The DISCRETE_BYTES_PER_SECOND column in the V$BACKUP_SYNC_IO view displays the
I/O rate. If you see data in V$BACKUP_SYNC_IO, then the problem is that you
have not enabled asynchronous I/O or you are not using disk I/O slaves.
Identifying
Bottlenecks with Asynchronous I/O
Long waits are the number of times the backup or restore process told the
operating system to wait until an I/O was complete. Short waits are the number
of times the backup or restore process made an operating system call to poll
for I/O completion in a nonblocking mode.
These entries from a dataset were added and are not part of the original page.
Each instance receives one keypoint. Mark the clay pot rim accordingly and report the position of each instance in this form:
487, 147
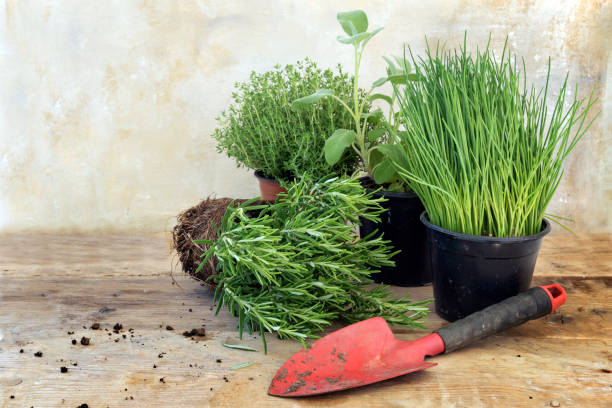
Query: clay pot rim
260, 175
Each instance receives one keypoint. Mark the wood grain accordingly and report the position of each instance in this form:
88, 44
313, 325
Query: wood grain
565, 357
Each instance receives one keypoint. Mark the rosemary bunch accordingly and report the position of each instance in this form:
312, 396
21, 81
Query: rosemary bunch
298, 265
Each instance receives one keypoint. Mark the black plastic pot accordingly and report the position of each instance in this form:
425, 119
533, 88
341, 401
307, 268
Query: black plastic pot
471, 272
400, 224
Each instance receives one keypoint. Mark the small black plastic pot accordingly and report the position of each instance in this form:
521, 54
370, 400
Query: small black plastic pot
472, 272
400, 224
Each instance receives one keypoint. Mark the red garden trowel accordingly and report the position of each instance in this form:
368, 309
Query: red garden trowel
368, 352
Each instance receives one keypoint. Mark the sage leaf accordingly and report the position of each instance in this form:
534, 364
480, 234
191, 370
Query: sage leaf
353, 22
337, 143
Ready indicates the number of time
when I/O was already ready for use and so there was no need to made an
operating system call to poll for I/O completion.
The simplest way to identify the bottleneck is to query V$BACKUP_ASYNC_IO for
the datafile that has the largest ratio for LONG_WAITS divided by IO_COUNT.
Note:
If you have
synchronous I/O but you have set BACKUP_DISK_IO_SLAVES, then the I/O will be
displayed in V$BACKUP_ASYNC_IO.
Also the following is a recommended for
improving RMAN performance on AIX5L based system..
IBM suggestions the following
AIX related advice:
1. set AIXTHREAD_SCOPE=S in /etc/environment.
2. " ioo -o maxpgahead=256 " to set maxpgahead parameter
Initial settings were : Min/Maxpgahead 2 16
3. " vmo -o minfree=360 -o maxfree=1128 " to set minfree and
maxfree...
Initial settings were : Min/Maxfree 240 256
Getting %15-20 performance improvements on RMAN backup performance on AIX 5L
Based Systems.
Reference:
Advise On How To
Improve Rman Performance (Doc ID 579158.1)
|